Mr Michel Tchonang, IGF Central Africa, classified digital competencies in three groups: technical, collaborative, and cognitive skills. He gave examples of areas in which TICs can be used for achieving SDGs, such as reducing CO2 emissions, fostering teleworking, women’s economic empowerment, and rational management of transportation. He highlighted some positive outcomes from the IGF Cameroun, such as a better understanding of the importance of adopting IPv6. He made some suggestions of policies and good practices that could foster SDGs, such as the creation of research centres to foster the development of TICs in developing countries.

Ms Ana Neves, IGF Portugal, mentioned that Portugal is a dual track country where there are still considerable gaps in terms of access, but high-skilled technology penetration is also significant. The Prime Minister launched the Portugal 2030 initiative, with the support of six ministers. This initiative offers advanced specialisation, re-qualification, and research for the creation of new knowledge using emerging technologies. Other stakeholders are also involved in the implementation of these pillars, which is key to achieving effective policies and social change.

Ms Marta Dias spoke about the Movement for Active Digital Use (MUDA.PT), which brings on board non-governmental actors and the government. The movement has several pillars of action, such as access, trade, communication, legislation, health, security, and freedom.

Questions were then asked from the floor, including: how the discussion on digital competencies for achieving SDGs is being integrated into the programme of national and regional IGFs; how NRIs can collaborate more among themselves to harness digital competencies for sustainable development; and how to kick-start multistakeholder Internet governance discussions at the national level.

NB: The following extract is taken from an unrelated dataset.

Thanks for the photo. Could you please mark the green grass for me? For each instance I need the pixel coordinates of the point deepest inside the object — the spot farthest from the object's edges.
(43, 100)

Henrique Faulhaber mentioned that there were two sessions about digital capacities in the last Brazilian national IGF, but more should be done to give this topic more prominence in the meeting programme. Marta Dias assessed that one of the goals of this session was to create opportunities for NRI collaboration on digital competences. Carlos Afonso mentioned that APC has recently launched a book on the history of the creation of national IGFs which might be of help to those wishing to start a national process.